Local sources in Saada said a regional army commander, Askar Ali al-Zuail, was the target of the attack, but he survived unharmed.

Al-Zuail is an aide to Brigadier General Ali Mohsen al-Ahmar, the military commander of the north-western region, who has been leading the battle against the Shiite rebels in Saada since mid-2004.

In a statement carried by official Saba news agency, the Interior Ministry accused the Shiite rebels of carrying out the attack.

The leader of the rebel group, however, denied any connection to the bombing.

'We criticise and condemn this regrettable act ... and extend condolences and sympathy to the victims' families,' al-Houthi said in a statement sent to journalists by email.

'We insist on the need for an objective fact-finding investigation to find out the party behind those acts,' the statement said.

Al-Houthi, whose outlawed 'Believing Youth' group fought with government forces in Saada for more than three years, said the attackers 'intended to blow up the war anew and foil all efforts for establishing peace and reconciliation and.'

Brigadier Muhammad al-Qahm, chief commander of police forces in Saada, said a soldier, a child and a woman were among those killed.

He told Saba that security forces arrested several suspects after the attack, and that they were being interrogated.

The attack comes one day after four army troops were killed and several others injured after Shiite rebels attacked an army personnel carrier in Saada.

The sources said the attack took place in Za'afa in the mountainous Haidan district, where armed members of the 'Believing Youth' hold sway over strategic mountainous locations near the border with Saudi Arabia.

It was the second attack on army vehicles since the fighting renewed on April 25, one day after authorities said Qatari mediators had resumed efforts to follow up on the implementation of a Qatari- brokered ceasefire deal.

On Wednesday, seven soldiers were killed and 17 others wounded in a similar attack on a military convoy in the Dhahian city in northern Saada, the defence ministry said.

This marked the first attack on a mosque amid the conflict.
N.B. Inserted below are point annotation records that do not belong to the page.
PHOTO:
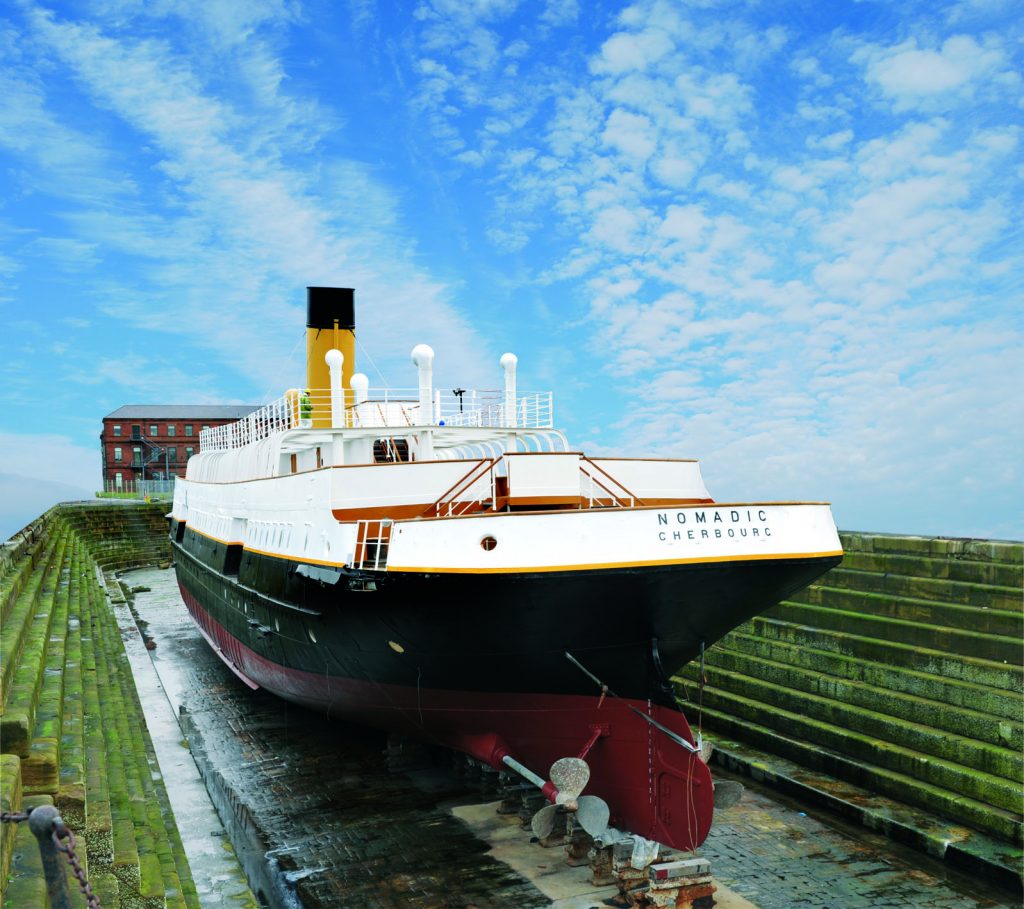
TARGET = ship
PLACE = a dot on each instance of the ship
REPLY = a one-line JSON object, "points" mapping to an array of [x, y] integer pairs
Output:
{"points": [[448, 566]]}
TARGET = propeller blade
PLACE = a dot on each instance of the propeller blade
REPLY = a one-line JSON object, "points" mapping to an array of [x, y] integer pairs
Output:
{"points": [[727, 793], [544, 821], [593, 815], [569, 776]]}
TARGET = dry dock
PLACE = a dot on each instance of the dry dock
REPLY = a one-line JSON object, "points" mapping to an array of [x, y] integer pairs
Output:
{"points": [[316, 818]]}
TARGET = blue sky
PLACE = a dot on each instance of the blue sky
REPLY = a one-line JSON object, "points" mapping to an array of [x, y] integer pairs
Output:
{"points": [[781, 237]]}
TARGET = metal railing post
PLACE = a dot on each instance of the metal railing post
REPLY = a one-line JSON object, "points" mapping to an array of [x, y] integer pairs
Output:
{"points": [[42, 822]]}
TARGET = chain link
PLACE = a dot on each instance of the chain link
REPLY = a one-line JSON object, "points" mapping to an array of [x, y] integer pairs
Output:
{"points": [[60, 832]]}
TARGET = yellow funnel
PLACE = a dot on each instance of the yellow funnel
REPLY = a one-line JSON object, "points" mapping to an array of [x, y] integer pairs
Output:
{"points": [[330, 323]]}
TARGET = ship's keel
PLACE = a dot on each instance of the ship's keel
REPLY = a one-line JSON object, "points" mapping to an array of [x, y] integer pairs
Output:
{"points": [[639, 751]]}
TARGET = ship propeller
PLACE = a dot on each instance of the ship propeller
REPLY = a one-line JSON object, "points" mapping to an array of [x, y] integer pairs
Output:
{"points": [[569, 776]]}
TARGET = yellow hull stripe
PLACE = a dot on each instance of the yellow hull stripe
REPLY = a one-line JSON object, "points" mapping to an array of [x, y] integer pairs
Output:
{"points": [[536, 569], [591, 566]]}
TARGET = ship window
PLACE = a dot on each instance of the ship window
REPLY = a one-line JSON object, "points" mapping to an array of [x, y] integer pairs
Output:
{"points": [[390, 450]]}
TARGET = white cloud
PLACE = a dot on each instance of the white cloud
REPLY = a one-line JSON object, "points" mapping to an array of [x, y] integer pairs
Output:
{"points": [[627, 51], [49, 457], [909, 75], [276, 233], [631, 134]]}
Tens of thousands of army troops have been deployed in Saada to crush the revolt that originally began after Shiite cleric Hussein al-Houthi, the elder brother of Abdul-Malik, established the movement in March 2004. Hussein was killed by the army in September that year.

Waves of violent clashes since mid-2004 have left hundreds of government troops and rebels dead, and displaced thousands of civilians in the volatile region.

Yemeni President Ali Abdullah Saleh has repeatedly accused the Houthis of trying to topple the republican regime and re-establish the rule of the Zaidi Imamate, a royal regime that was overthrown by a revolution in 1962.

Followers of al-Houthi belong mostly to the Zaidi sect of Islam, which is regarded as a moderate sect.